Identification of the Cellular Location of Internalized Escherichia coli O157:H7 in Mung Bean, Vigna Radiata, by Immunocytochemical Techniques
Amanda J. Deering, Robert E. Pruitt, Lisa J. Mauer, Bradley L. Reuhs
Escherichia coli O157:H7 has been associated with numerous outbreaks involving fresh produce. Previous studies have shown that bacteria can be internalized within plant tissue and that this can be a source of protection from antimicrobial chemicals and environmental conditions. However, the types of tissue and cellular locations the bacteria occupy in the plant following internalization have not been addressed. In this study, immunocytochemical techniques were used to localize internalized E. coli O157:H7 expressing green fluorescent protein in germinated mung bean (Vigna radiata) hypocotyl tissue following contamination of intact seeds. An average of 13 bacteria per mm3 were localized within the sampled tissue. The bacteria were found to be associated with every major tissue and corresponding cell type (cortex, phloem, xylem, epidermis and pith). The cortical cells located on the outside of the vascular bundles contained the majority of the internalized bacteria (61%). In addition, the bacteria were localized primarily to the spaces between the cells (apoplast) and not within the cells.
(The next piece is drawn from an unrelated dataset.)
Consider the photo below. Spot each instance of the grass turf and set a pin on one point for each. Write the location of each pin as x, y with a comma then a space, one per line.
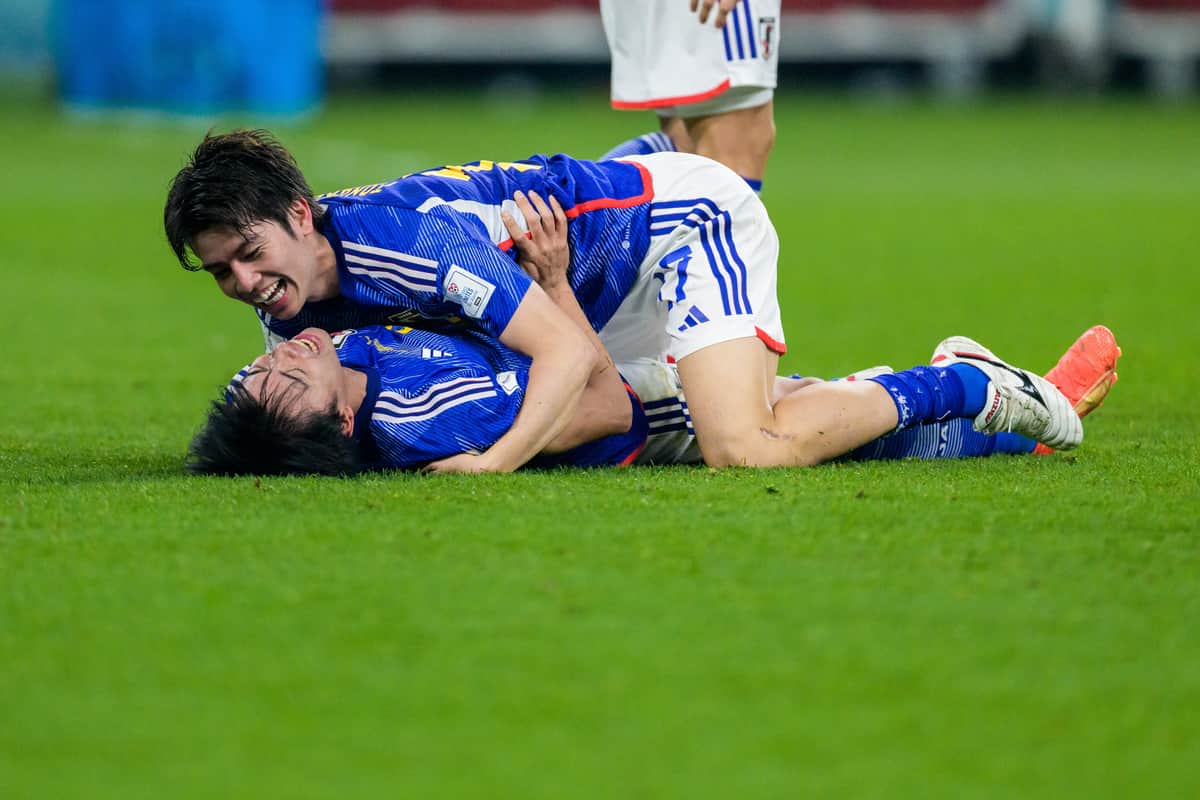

Growth experiments were also performed and demonstrated that mung bean plants could support the replication of bacteria to high levels (107 CFU per plant) following seed contamination and that these levels could be sustained over a 12-day period. Therefore, E. coli O157:H7 can be internalized in many different plant tissue types after a brief seed contamination event, and the bacteria are able to grow and persist within the plant.